The book covers both the theoretical and practical aspects of UAI. Bayesian updating can be done efficiently with context tree weighting, and planning can be approximated by sampling with Monte Carlo tree search. It provides algorithms for the reader to implement, and experimental results to compare against. These algorithms are used to approximate AIXI. The book ends with a philosophical discussion of Artificial General Intelligence: Can super-intelligent agents even be constructed? Is it inevitable that they will be constructed, and what are the potential consequences?
This text is suitable for late undergraduate students. It provides an extensive chapter to fill in the required mathematics, probability, information, and computability theory background.
商品描述(中文翻譯)
《通用人工智慧導論》提供了代理在未知環境中智能行動的正式基礎。這一概念最早在《通用演算法智慧》(Hutter, 2000)中提出,UAI 提供了一個框架,幾乎所有的人工智慧問題都可以在此框架中進行表述,並且有理論來解決這些問題。UAI 統合了序列決策理論、貝葉斯推斷和演算法信息理論的思想,構建了 AIXI,一個最佳強化學習代理,能夠在未知環境中學習如何最佳行動。AIXI 是智能行為的理論金標準。

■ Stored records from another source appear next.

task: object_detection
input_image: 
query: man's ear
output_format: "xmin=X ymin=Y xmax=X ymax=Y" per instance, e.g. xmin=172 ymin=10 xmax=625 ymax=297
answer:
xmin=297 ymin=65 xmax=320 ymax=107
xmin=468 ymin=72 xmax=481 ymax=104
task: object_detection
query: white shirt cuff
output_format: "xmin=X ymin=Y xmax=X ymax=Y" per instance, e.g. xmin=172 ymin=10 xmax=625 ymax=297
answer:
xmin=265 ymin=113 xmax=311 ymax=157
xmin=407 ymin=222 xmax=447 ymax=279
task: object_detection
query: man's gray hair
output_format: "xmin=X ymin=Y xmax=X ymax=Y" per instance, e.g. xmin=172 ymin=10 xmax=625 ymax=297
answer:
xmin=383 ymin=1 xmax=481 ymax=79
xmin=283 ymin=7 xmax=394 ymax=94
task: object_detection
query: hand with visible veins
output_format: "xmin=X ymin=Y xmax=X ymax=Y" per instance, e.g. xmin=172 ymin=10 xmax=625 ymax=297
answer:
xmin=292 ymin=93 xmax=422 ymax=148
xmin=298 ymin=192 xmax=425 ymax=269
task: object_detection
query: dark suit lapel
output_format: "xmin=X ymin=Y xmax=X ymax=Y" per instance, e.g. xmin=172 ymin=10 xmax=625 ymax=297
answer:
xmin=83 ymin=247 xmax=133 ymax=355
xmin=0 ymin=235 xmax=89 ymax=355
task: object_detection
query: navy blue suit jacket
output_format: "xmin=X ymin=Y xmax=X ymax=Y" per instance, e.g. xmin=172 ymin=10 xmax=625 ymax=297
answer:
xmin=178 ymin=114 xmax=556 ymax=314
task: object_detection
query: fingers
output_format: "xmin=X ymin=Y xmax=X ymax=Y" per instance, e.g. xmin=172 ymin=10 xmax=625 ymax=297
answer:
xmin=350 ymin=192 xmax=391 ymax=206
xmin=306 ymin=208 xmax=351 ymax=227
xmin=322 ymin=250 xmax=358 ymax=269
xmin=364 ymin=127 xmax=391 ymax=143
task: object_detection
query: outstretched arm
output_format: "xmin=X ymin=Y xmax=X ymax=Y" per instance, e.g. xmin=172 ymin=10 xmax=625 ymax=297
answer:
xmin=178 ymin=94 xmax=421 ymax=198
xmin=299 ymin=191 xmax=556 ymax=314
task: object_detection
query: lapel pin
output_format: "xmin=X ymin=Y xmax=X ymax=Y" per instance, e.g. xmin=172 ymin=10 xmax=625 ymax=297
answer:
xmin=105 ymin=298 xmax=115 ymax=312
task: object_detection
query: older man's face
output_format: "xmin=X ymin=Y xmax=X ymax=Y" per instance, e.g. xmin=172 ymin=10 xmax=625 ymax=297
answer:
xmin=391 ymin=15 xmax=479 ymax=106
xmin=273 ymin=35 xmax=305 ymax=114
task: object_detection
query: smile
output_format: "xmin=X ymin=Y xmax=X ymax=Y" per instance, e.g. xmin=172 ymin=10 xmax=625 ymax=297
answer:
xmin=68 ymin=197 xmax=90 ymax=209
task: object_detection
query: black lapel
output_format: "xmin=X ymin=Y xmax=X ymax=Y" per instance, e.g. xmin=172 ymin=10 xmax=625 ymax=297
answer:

本書涵蓋了 UAI 的理論和實踐方面。貝葉斯更新可以通過上下文樹加權有效地進行,而規劃可以通過蒙地卡羅樹搜索進行抽樣來近似。書中提供了讀者可以實現的演算法,以及可供比較的實驗結果。這些演算法用於近似 AIXI。本書最後以哲學討論結束,探討人工通用智慧:超智能代理是否真的能夠被構建?它們的構建是否不可避免,並且可能帶來什麼後果?
本書適合高年級本科生。它提供了一個廣泛的章節,以填補所需的數學、概率、信息和可計算性理論背景。
作者簡介
Marcus Hutter is Senior Researcher at DeepMind in London and Professor in the Research School of Computer Science (RSCS) at the Australian National University (ANU) in Canberra, Australia (fulltime till 2019 and honorary since then). He is Chair of the ongoing Human Knowledge Compression Contest. He received a master's degree in computer science in 1992 from the University of Technology in Munich, Germany, a PhD in theoretical particle physics in 1996, and completed his Habilitation in 2003. He worked as an active software developer for various companies in several areas for many years, before he commenced his academic career in 2000 at the Artificial Intelligence (AI) institute IDSIA in Lugano, Switzerland, where he stayed for six years. Since 2000, he has mainly worked on fundamental questions in AI resulting in over 200 peer-reviewed research publications and his book "Universal Artificial Intelligence" (Springer, EATCS, 2005). He has served (as PC member, chair, organizer) for numerous conferences, and reviews for major conferences and journals. He has given numerous invited lectures and his work in AI and statistics was nominated for and received several awards (UAI, IJCAI-JAIR, AGI Kurzweil, Lindley). http: //www.hutter1.net/
David Quarel is completing a PhD at the ANU. He holds a BSc in mathematics and MSc in computer science, specialising in artificial intelligence and machine learning. David has several years' experience in developing course content and distilling complex topics suitable for a wide range of academic audiences, as well as having delivered guest lectures at the ANU, and spent two years as a full-time tutor before starting his PhD.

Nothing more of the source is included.